Nvidia Fermi: A Layman's Explanation of Nvidia's New Architecture

A Turn
Nvidia has been taking a beating on the desktop GPU front. AMD’s 4000 series Radeon products provided generally better performance at a lower price than what Nvidia was able to offer. More importantly, however, the Nvidia GPUs were also larger than those from AMD, which meant that Nvidia’s products cost more to produce. It was a lose-lose situation for Nvidia, as they were second best performance per dollar and they had little room to cut prices.
Things have become even more dire with the Radeon 5000 series of products. AMD has jumped even further ahead of Nvidia, with DirectX11 support and Eyefinity, which simplifies the operation of several monitors at once. The gap is now so wide that it is unclear how Nvidia could hope to keep up. And if Nvidia’s new architecture, Fermi, is any indication, Nvidia may not intend to keep up at all.
Doubled Again
At first glance, Fermi’s advancement does not look all that different from what AMD did for the 5850 and 5870. For those products AMD doubled many resources which, in turn, nearly doubled performance. Fermi also provides more resources. The highest end GTX 200 products had 240 CUDA cores on board. Fermi increases that number to 512. In very general terms, this tells us that at similar clock speeds one would expect a Fermi GPU to be about twice as fast as current high-end Nvidia GPUs
Another broad determination of performance is memory bandwidth. Fermi offers a memory path 384 bits wide, courtesy of six 64 bit memory interfaces. This is actually down from 512 bits on most current GTX 200 series products, but the width of the path is only one factor. Fermi will use GDDR5 memory instead of the GDDR3 currently used, meaning that it moves two-thirds more data per clock for a given path width. As a result it can be expected that memory bandwidth per second will actually be higher than not only any current GTX 200 product but also AMD’s new RV870 based products.
Compute Focus
These figures are impressive, but they don’t necessarily indicate a product that will significantly outrun AMD’s products. They also do nothing to shrink Nvidia’s GPUs - in fact, the Fermi based products will yet again be the largest GPUs every made, at around 3 billion transistors. In other words, early indications are that Fermi will do nothing to increase Nvidia’s competitiveness against AMD GPUs.

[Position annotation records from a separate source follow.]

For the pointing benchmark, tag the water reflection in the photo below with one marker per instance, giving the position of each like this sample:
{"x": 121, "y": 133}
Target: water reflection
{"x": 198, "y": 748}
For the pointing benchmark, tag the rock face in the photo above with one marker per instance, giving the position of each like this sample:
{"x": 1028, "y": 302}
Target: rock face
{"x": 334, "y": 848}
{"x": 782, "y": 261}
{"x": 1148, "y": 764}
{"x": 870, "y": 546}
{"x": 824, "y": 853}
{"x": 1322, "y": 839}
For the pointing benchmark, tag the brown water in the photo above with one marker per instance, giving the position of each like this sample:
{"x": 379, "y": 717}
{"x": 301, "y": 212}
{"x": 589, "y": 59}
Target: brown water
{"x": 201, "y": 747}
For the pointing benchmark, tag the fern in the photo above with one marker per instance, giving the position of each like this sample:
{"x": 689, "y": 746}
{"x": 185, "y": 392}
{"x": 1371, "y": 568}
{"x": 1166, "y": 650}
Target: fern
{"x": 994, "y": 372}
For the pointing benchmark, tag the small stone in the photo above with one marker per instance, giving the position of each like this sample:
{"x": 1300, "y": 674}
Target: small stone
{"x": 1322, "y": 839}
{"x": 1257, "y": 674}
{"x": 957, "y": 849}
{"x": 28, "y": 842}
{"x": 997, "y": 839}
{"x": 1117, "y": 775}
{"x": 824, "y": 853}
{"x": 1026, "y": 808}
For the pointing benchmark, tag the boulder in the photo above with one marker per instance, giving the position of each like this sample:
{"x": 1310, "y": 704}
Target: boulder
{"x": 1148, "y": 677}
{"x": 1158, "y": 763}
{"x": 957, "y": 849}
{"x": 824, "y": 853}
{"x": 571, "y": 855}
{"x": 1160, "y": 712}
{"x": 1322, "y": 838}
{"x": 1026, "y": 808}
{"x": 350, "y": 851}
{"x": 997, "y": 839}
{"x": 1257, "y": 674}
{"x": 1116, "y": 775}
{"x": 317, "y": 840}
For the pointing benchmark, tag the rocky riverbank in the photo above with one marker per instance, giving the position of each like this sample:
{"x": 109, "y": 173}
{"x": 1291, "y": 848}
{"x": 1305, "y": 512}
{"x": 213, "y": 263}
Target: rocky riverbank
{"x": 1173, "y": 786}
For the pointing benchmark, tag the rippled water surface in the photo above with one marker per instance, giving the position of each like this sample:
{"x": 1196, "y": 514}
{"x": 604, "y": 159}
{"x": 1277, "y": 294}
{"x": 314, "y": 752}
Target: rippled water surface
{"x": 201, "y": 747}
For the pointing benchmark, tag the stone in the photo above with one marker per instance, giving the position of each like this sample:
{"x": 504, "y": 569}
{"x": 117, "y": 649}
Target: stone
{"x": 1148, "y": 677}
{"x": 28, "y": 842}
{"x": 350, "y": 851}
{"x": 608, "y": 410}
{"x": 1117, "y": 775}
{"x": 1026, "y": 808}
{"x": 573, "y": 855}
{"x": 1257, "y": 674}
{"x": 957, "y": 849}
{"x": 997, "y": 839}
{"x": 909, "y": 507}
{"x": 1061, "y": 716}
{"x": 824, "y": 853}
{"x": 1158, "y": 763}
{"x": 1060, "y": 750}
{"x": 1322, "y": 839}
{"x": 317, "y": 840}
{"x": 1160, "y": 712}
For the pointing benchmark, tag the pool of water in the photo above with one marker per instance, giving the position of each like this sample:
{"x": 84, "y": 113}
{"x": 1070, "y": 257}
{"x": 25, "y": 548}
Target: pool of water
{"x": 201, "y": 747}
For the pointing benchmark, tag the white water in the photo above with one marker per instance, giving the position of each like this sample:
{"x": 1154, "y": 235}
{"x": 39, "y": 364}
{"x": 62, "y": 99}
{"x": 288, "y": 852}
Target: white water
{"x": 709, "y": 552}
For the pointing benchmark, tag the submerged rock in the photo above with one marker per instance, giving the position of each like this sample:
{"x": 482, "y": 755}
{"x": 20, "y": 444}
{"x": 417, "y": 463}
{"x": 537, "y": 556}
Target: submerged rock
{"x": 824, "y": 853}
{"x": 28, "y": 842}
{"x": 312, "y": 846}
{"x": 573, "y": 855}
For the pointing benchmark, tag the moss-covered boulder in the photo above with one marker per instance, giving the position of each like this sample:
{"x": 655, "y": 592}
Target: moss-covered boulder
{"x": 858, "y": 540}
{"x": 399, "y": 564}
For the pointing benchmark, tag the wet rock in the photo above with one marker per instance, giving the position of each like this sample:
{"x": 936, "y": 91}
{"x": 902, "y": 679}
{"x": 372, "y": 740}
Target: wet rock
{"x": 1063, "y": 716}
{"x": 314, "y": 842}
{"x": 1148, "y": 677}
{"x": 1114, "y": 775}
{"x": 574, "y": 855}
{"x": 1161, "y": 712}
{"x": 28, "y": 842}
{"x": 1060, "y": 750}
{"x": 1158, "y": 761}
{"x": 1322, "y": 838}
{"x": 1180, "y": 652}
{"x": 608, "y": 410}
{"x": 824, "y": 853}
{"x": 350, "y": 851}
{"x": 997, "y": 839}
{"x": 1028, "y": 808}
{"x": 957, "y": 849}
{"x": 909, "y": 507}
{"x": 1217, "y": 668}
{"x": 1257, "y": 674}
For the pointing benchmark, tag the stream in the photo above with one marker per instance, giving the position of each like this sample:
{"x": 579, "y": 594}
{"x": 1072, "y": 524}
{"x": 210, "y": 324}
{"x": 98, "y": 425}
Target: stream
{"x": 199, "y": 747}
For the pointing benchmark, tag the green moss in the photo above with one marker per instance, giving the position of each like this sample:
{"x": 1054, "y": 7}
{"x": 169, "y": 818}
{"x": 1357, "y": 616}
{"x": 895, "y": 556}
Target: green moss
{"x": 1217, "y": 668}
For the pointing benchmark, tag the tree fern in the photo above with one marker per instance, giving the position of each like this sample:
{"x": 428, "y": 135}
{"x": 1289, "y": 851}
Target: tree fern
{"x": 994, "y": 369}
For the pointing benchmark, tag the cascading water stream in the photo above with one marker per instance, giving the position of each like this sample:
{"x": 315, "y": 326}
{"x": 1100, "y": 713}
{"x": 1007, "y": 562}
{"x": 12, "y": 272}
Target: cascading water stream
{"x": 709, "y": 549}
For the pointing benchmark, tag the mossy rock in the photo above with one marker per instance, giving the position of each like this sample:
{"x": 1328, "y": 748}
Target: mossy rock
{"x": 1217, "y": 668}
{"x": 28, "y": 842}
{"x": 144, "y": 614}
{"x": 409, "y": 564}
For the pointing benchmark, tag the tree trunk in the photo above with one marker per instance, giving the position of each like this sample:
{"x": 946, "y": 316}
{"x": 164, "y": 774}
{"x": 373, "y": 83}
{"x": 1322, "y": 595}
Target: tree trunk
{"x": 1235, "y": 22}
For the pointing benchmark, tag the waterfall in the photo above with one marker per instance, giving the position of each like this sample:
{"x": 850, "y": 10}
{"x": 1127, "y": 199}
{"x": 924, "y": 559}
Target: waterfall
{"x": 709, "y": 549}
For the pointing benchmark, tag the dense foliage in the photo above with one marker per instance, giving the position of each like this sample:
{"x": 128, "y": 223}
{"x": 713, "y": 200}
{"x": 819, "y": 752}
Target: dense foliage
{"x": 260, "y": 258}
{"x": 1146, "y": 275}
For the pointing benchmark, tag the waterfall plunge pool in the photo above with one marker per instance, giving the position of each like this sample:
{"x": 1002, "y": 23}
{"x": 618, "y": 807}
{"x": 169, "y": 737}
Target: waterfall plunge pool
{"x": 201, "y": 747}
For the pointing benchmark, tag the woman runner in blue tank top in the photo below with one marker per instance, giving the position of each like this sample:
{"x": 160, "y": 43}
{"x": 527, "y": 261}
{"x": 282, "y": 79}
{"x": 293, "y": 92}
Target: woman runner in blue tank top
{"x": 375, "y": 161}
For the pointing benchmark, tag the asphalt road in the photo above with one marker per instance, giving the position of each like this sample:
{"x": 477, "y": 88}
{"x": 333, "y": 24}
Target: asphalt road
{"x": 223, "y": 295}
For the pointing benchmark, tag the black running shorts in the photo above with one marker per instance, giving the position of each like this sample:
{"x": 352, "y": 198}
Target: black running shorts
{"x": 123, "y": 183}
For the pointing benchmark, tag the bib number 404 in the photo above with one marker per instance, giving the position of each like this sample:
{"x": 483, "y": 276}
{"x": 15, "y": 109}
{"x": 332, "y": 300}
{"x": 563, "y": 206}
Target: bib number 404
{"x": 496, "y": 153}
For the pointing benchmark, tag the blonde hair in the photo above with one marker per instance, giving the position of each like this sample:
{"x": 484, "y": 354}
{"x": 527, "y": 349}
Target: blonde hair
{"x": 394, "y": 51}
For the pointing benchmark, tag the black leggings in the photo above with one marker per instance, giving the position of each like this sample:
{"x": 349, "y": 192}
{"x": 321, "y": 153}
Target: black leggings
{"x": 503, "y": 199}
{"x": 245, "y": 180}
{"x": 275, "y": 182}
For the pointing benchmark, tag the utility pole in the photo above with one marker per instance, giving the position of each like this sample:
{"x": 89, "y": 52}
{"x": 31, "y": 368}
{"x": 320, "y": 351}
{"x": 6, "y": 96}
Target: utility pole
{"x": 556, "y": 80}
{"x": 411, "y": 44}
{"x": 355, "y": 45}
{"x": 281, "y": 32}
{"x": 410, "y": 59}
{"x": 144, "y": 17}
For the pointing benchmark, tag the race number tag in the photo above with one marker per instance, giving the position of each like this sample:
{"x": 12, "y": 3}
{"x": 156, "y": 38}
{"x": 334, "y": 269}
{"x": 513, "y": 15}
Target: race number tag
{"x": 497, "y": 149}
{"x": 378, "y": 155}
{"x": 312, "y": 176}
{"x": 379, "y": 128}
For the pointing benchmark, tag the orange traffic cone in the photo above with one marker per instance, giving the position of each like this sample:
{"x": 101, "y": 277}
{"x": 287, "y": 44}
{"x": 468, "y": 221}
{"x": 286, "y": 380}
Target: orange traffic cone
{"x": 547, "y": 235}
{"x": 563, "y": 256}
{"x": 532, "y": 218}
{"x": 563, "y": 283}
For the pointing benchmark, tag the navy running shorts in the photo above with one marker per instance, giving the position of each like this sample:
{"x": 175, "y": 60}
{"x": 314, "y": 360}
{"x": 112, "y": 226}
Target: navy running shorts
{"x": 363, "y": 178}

At least, not in the traditional role of the GPU. While Fermi offers no surprises for those wishing to play games, those who wish to use the GPU as a general computer processor already have their eyes on Fermi. This is because Fermi offers multiple features which are focused towards advancing the performance of Nvidia GPUs in general computing situations.
Steps in this direction are the Fermi’s improvement in double-precision performance and the inclusion of EEC memory. The double-precision performance of Fermi will likely be higher than any GPU to date. This is a big deal, as double precision operations are often required in the general compute applications Nvidia is aiming for. EEC (Extended Error Correction) memory is included for the same reason. It allows for correction of errors in the memory bus, a must-have for many who are interested in using GPUs instead of CPUs in super-computers, and maybe normal ones too.
Pioneer
In fact, the orientation of Fermi towards general computing applications exists at every level. For example, Fermi is capable of parallel kernal execution. This means that the GPU will be better able to handle multiple tasks at one time, which is important in general computing. Fermi is also being designed alongside new tools which will make it very easy for programmers to take advantage of Fermi GPUs and a new ISA (instruction set architecture) which Nvidia says will fully support C++.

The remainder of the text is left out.